Concerning the use of corpora about ontological requirements in order to propose testing approaches, Ren et al. [13] introduce a work in which they use natural language processing to analyze competency questions written in controlled natural language. From this controlled natural language they create competency question patterns that could be automatically tested in the ontology. However, these competency questions are extracted from only one project and from a tutorial. Because of the limitation of data, this work can only support a small set of patterns related to ontological requirements. Additionally, another example of work which tries to translate natural language sentences into a formal language is the one presented by Lopez et al. [7]. In this work, the authors show a subset of the sentences used to automatically generate SPARQL queries. However, the set of sentences is not published and, therefore, cannot be reused. Finally, the dataset presented by Wisniewski et al.Footnote 8 provides a corpus of 234 competency questions related to 5 different ontologiesFootnote 9. This dataset includes competency questions and their formalization into manually extracted SPARQL-OWL queries. Nevertheless, the dataset provided by Wisniewski et al. does not include any annotation or information related to the lexico-syntactic analysis needed to translate the competency questions into SPARQL queries and only the list of competency questions is available in a reusable format, namely, CSV.

The corpus presented is this work aims to solve these limitations of data by providing a openly available and reusable corpus of ontological requirements written in the form of competency questions and sentences. This corpus includes ontological requirements extracted from different ontologies and written by different authors, avoiding bias in writing the requirements. Additionally, it provides a dictionary of LSPs which is used to annotate these requirements and determine how each ontological requirement could be implemented.

7 Conclusions

The work presented here provides (1) a dictionary of 29 LSPs, from which 12 are new ones and 17 are LSPs already defined in the state of the art, and (2) an corpus of 834 ontological requirements annotated with these LSPs. This annotation determines the associated OWL constructs needed to implement each requirement in an ontology based, in most cases, on ODPs. Both the dictionary of patterns and the annotated corpus are provided in the machine-readable format RDF, in CSV and in HTML as Zenodo and Datahub resources. Additionally, CORAL is accessible from Google Dataset Search.

From the dictionary of LSPs, it was confirmed that there are several polysemous expressions that could result in different ontology structures. Therefore, the requirements associated with these polysemous patterns could also result in different ontology models. This result illustrates the need of improvement of the specification of requirements, which should aim to avoid ambiguities and to be more precise in order to identify the appropriate needs to model the ontologies. With this, it should be possible to reduce errors during the modelling of ontologies and also ease the automation from requirements into tests.
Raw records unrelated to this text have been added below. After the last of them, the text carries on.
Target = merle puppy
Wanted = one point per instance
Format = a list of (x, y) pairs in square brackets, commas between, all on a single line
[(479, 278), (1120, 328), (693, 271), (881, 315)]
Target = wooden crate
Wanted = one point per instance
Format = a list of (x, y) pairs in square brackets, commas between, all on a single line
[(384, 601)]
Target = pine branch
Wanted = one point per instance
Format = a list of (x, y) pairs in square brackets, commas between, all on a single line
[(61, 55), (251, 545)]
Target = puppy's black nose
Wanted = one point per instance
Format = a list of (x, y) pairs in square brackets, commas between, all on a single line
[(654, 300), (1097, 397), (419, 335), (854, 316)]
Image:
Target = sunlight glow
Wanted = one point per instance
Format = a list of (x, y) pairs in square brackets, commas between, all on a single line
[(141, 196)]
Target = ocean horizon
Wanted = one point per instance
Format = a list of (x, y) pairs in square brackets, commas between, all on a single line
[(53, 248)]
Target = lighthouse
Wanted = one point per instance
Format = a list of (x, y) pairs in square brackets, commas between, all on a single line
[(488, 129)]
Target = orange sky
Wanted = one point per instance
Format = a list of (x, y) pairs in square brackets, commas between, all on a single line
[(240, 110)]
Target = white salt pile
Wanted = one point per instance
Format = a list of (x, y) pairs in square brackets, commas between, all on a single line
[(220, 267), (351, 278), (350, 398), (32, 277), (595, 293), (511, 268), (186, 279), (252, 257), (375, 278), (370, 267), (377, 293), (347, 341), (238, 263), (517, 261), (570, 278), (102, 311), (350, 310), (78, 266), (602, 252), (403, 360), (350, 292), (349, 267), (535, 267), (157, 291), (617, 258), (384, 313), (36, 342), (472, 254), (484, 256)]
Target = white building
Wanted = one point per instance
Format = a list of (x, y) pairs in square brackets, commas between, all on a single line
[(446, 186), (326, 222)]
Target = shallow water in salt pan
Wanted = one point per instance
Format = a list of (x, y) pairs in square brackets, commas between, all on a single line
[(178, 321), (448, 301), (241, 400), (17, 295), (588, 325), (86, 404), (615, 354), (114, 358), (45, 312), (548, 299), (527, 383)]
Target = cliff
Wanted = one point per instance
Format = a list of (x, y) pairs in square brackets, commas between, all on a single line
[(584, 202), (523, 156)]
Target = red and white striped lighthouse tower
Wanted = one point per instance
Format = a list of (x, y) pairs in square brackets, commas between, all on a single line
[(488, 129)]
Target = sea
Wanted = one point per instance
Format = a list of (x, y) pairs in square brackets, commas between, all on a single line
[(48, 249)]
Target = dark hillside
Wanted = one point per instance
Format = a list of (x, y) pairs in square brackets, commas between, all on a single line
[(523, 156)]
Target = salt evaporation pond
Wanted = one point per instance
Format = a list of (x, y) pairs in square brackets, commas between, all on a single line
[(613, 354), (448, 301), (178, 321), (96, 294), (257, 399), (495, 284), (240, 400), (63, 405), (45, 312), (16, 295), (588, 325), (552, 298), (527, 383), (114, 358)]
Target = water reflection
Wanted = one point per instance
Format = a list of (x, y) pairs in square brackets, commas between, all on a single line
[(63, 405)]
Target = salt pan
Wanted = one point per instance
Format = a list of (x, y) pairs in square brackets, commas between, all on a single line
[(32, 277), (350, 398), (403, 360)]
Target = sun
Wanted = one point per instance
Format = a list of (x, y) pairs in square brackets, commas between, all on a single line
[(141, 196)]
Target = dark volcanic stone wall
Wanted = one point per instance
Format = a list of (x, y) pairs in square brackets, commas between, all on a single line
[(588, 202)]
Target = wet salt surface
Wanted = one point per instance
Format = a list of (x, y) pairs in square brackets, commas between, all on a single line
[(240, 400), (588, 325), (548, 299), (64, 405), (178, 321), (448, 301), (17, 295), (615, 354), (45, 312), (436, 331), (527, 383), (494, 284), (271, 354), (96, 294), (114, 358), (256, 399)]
During the process of collecting requirements, significant difficulties to find available real-world functional requirements were found. We consider that publishing this kind of data is helpful not only of reusability, but also for ontology testing to verify completeness and conformance between ontologies.

We believe that the proposed corpus can promote research in several problems, such as ontology testing and ontology requirements specification, while it can also facilitate research in other topics such as in natural language processing. Future work will be directed to a further evaluation of how CORAL requirements are annotated and to automate the requirements annotation.